As I drove away from my home on Friday, the day of the West Coast tsunami warnings, I wondered if my home would still be here when I got back. I live about half a mile from the Santa Cruz small craft harbor. It sustained much damage and is now mostly closed by the Coast Guard while they fish boats out and clean up the mess. I walked down there today and the reality of it was much more compelling than the news reports. Life as we know it can change in an instant.

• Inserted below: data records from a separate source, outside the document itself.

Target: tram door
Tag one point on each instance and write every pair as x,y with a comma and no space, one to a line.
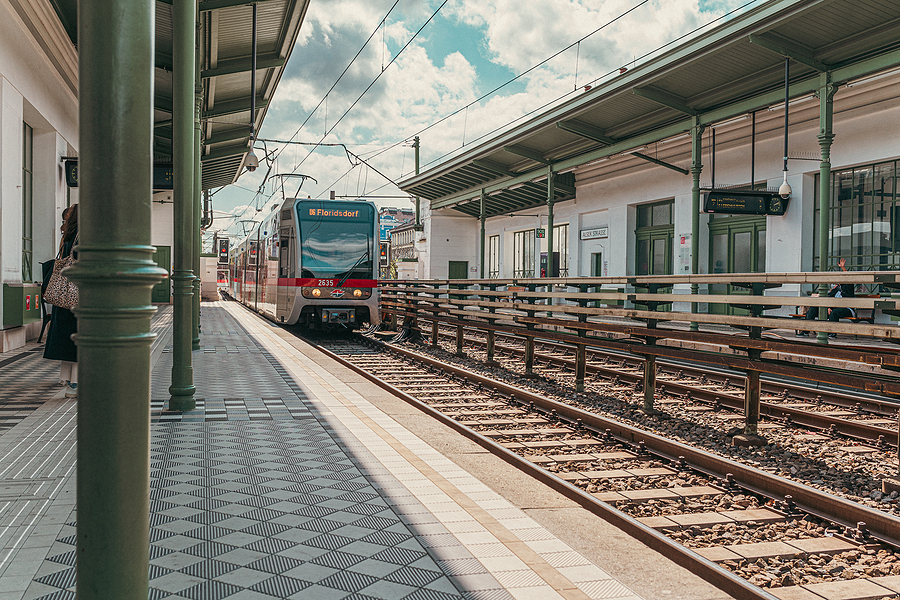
736,245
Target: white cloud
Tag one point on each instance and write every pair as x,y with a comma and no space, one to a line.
421,89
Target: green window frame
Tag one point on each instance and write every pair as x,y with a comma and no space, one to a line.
494,257
561,245
523,254
27,202
864,219
654,238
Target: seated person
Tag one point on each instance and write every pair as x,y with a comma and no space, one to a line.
844,290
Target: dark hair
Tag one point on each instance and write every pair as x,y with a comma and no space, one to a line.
70,225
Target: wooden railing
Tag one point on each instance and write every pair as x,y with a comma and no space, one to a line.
647,316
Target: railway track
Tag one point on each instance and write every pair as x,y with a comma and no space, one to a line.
751,533
867,418
823,457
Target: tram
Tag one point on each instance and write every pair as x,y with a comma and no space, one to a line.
311,262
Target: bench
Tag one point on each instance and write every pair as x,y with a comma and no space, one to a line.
511,293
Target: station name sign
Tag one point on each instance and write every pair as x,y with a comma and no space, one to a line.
163,175
737,202
595,234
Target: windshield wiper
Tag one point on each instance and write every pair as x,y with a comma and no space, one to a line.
350,270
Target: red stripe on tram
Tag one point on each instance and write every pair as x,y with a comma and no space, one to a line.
307,282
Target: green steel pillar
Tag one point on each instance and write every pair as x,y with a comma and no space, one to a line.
198,235
418,218
482,234
550,199
115,273
696,169
184,17
826,117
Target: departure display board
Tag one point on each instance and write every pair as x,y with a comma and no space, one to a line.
744,203
163,175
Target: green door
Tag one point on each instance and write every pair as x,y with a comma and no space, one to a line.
162,256
597,264
736,245
458,269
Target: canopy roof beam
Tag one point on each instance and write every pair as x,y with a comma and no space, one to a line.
788,49
527,153
227,136
768,98
489,165
232,107
586,131
666,99
661,163
242,65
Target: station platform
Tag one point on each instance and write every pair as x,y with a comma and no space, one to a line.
297,478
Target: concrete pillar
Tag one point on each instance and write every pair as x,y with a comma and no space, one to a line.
826,137
696,169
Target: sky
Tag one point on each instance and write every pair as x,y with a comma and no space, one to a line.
432,68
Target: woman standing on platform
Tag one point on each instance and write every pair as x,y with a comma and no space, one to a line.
59,344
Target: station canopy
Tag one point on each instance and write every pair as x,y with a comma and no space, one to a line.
225,37
723,74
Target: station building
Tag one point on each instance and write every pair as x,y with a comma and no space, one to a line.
39,135
614,179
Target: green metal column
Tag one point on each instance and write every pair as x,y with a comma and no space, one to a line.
198,235
115,273
826,117
696,169
184,17
418,218
550,199
482,235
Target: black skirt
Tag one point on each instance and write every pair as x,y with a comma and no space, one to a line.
63,324
59,344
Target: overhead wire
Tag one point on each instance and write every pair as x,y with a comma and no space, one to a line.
344,72
480,98
557,99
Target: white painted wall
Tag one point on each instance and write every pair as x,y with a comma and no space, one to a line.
35,89
451,237
607,196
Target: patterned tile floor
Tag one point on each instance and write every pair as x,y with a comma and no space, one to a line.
270,507
285,483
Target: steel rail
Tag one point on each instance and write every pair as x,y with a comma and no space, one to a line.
881,525
717,576
798,416
886,407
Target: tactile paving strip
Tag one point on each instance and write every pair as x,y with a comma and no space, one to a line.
27,380
325,531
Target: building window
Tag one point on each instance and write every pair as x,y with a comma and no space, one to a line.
561,245
494,257
864,219
523,254
654,238
27,203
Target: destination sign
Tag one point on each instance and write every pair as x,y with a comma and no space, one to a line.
324,212
737,202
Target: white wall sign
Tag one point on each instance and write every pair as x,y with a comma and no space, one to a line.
594,234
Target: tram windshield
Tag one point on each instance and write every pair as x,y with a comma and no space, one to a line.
336,239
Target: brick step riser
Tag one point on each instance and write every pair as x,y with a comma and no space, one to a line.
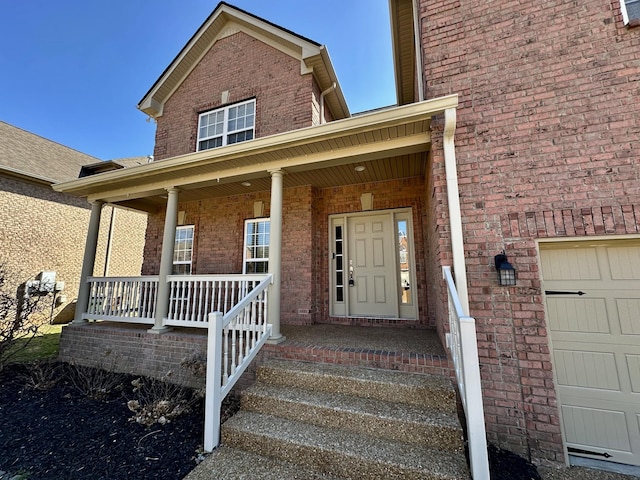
400,362
430,435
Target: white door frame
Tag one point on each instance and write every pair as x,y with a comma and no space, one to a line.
339,307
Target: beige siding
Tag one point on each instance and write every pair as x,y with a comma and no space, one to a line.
42,230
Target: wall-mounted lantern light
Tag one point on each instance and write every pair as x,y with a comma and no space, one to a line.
506,272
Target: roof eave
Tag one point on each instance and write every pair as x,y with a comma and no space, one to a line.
90,185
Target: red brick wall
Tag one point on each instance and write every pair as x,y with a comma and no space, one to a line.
246,68
544,149
219,237
219,230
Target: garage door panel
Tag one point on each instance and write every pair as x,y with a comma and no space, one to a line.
585,315
587,369
628,313
595,344
633,368
571,264
596,428
624,262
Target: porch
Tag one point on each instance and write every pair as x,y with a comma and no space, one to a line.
129,346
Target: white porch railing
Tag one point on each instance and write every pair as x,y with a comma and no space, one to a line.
122,299
234,340
193,297
462,343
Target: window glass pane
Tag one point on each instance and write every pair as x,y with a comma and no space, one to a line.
256,246
183,250
404,262
339,269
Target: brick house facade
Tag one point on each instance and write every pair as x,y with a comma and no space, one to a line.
542,96
545,150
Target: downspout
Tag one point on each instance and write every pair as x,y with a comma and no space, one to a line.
327,91
455,217
107,256
418,47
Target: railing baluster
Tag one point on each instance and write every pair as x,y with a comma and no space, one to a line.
225,346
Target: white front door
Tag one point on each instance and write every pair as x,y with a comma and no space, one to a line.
592,293
372,265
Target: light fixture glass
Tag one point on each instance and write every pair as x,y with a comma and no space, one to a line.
506,272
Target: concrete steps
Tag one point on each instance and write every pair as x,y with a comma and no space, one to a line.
332,421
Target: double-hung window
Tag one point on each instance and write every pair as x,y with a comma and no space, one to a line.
630,11
225,126
256,246
183,250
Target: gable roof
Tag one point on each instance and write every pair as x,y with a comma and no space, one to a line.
110,165
227,20
27,155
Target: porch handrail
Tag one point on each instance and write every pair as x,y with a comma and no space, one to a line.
130,299
234,339
463,346
193,297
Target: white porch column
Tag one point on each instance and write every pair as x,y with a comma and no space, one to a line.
166,260
275,255
455,217
88,261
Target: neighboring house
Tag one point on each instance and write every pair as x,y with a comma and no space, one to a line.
362,212
45,231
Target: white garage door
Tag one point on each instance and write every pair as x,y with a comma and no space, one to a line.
592,293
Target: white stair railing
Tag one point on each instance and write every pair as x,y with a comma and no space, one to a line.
233,342
193,297
463,346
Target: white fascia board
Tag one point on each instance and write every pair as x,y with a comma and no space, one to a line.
326,131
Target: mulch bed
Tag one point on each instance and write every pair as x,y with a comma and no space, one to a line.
60,433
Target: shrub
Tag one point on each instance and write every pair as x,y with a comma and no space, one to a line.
159,400
21,316
96,383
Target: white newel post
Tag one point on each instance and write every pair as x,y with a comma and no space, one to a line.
275,255
455,217
166,261
88,261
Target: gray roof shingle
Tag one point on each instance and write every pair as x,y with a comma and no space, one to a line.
29,154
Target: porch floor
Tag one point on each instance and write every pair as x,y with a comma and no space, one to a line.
394,348
388,339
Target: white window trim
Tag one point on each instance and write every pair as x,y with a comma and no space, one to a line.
244,243
625,14
225,123
190,261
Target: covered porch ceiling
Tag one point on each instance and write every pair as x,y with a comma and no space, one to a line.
389,144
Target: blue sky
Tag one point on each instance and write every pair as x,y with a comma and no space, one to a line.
73,71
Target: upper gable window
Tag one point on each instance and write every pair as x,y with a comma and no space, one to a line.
630,11
227,125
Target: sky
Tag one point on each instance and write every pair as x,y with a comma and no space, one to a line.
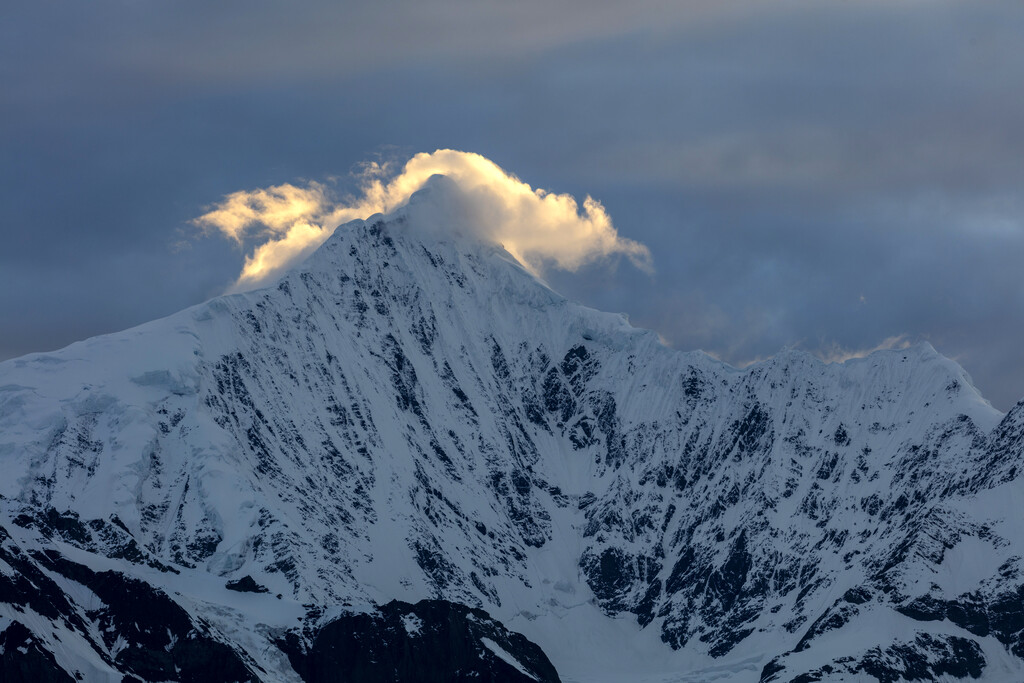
827,175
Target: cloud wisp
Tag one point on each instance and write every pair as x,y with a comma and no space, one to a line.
540,228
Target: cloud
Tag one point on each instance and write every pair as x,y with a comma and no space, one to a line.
836,353
540,228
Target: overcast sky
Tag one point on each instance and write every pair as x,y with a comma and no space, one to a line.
833,176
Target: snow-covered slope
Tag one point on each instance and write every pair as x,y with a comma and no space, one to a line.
412,415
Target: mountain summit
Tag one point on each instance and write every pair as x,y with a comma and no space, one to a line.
410,437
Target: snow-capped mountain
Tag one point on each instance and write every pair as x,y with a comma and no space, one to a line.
411,436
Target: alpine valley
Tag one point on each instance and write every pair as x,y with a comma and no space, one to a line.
410,460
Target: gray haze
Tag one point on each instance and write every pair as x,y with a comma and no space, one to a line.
826,175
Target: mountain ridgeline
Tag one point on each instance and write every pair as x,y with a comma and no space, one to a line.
411,440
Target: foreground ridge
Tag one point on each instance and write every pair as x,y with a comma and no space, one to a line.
411,417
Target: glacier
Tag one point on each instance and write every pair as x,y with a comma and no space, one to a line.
412,426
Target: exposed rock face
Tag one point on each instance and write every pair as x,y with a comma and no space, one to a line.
407,418
433,641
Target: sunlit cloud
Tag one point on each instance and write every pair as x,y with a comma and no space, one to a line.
837,353
474,197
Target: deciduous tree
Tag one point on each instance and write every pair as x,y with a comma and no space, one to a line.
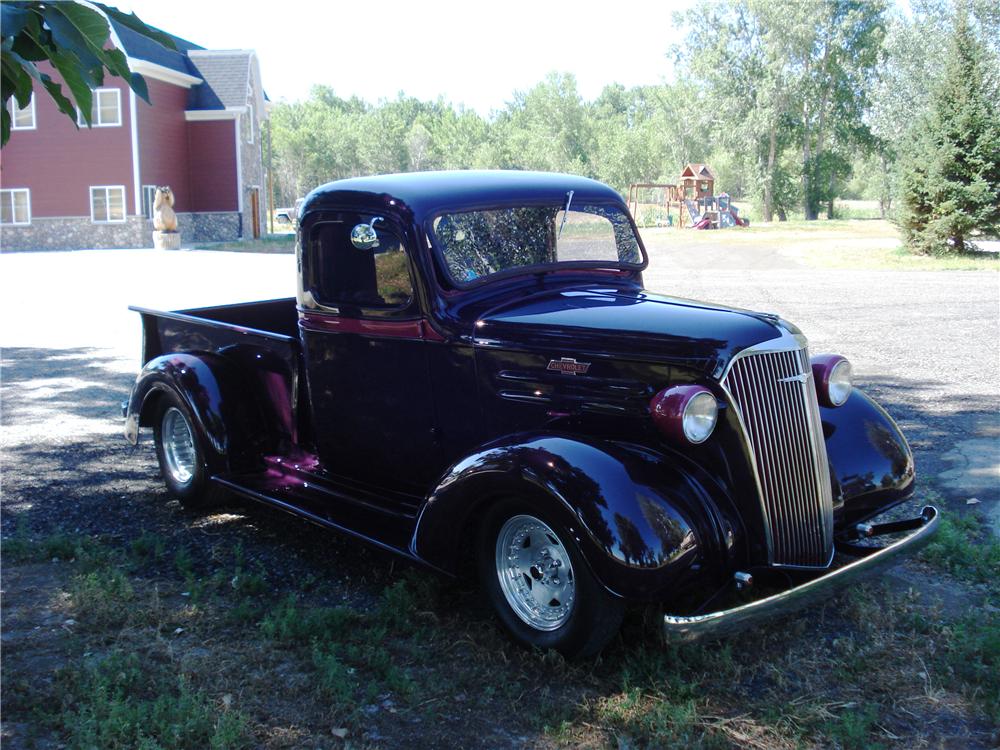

In Japan things are a billion times worse. What’s really getting me in my gut is this: How people treat each other in an emergency. The Japanese are reportedly treating each other like family – one newscaster described a restaurant owner who lost his home and is now serving food at no cost to the patrons. There is no looting, no gang activity, no tagging, no rioting. Here in the US, I received a call from a car dealer I had been talking with. He told me I should buy now because the Japanese would be shutting down their operations and I might have to pay more. Let the shark attacks begin. I wonder when the t-shirts will hit the streets.

So here’s the reason for this post. I got to thinking how much of an emergency mindset we have. I myself have practiced panic, worst-case-scenario, awful-izing. It happens in the workplace all the time. People are so insanely busy and the media reminds us how we need smart phones so we can send that critical powerpoint presentation from a cab at 3am. OK, maybe a little exaggeration, but maybe not. As I work with employees at all levels I hear stories – stories of bosses who freak out when they don’t get an immediate response, stories of people who are expected to take calls from work at any and all hours, stories of people yelling, criticizing, insulting each other. My take on that is, unless you’re a brain surgeon with an open skull on the table, it’s not that much of a true emergency.

If you’re a manager, you have a lot of influence over people and their lives. How do you want to use that influence? One way to get performance from people is to beat on them, control them, threaten them and make everything an emergency to get people’s attention. But there is a better way. Treat people with respect. Tell them what you expect, set them up for success, show them why the work is important, even critical. Let them know where they stand in their performance. Give them a chance to improve if they aren’t meeting your expectations. If they don’t fit, talk with them about it and part ways.